When the United States has an economic sneeze, the rest of the world tends to catch at least some of the cold.
This is partially why the property market meltdown within the world’s largest market has had analysts all over the world worried. Now it appears as if the worry has increased to the point where a recent Reuters study shows that there is a 45% chance of the United States economy going into a recession.
Recessions tend to hit property markets hard because of the high-end cost of even the cheapest lodgings relative to the other industries in a typical market economy, but in this particular tale, it appears as if there is light at the end of the tunnel.
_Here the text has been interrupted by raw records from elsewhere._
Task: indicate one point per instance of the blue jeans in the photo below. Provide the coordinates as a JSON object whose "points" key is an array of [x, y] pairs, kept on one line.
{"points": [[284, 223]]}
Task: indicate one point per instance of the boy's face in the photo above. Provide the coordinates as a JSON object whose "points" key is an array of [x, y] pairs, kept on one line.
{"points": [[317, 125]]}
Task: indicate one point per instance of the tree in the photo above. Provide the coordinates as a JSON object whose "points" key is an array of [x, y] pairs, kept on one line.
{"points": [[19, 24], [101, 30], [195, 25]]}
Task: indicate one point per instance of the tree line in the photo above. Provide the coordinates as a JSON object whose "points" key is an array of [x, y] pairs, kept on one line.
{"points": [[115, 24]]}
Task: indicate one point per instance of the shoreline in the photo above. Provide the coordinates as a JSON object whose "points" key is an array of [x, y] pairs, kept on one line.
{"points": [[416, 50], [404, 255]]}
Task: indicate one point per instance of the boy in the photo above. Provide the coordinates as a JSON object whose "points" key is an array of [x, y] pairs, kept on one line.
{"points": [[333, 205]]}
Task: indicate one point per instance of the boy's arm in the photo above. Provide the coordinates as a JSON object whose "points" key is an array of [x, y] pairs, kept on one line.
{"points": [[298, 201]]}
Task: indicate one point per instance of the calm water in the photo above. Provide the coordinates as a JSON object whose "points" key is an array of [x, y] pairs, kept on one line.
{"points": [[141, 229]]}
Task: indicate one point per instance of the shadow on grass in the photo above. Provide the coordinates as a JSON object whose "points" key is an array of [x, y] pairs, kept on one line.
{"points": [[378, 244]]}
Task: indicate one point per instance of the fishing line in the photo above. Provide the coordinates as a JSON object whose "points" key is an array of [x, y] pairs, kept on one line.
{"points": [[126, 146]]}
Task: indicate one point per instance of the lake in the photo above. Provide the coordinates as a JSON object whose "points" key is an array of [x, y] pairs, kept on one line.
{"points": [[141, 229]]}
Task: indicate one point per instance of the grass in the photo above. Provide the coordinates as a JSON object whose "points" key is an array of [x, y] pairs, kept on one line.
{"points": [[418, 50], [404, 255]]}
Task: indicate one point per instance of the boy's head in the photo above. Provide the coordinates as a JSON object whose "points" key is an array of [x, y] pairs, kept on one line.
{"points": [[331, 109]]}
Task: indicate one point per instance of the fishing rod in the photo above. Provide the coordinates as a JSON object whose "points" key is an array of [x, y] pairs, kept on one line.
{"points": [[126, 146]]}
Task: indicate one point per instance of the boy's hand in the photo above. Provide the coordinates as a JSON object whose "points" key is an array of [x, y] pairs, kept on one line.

That light comes in the form of increased investment in international property that is expected to come from oil-rich countries inhabiting the gulf coast.
Many Gulf States already have exploding property markets domestically, but another thing about native gulf investors is that in recent years, they have started to branch out and invest in foreign property markets, creating additional demand for those markets and additional liquidity. These tend to combine to create strength in areas that might not have had it otherwise.
In 2008, it is expected that these international real estate investments will increase by at least 50%.
This is ultimately very good news for property markets in general as it means two very specific things. It means that demand will start to increase in the international property market in 2008 by significant amounts, and it also means that a gigantic amount of liquidity will be injected into the system in the form of money coming from Gulf investors. Both of these things bode well for an international market that has been reeling from events in 2007.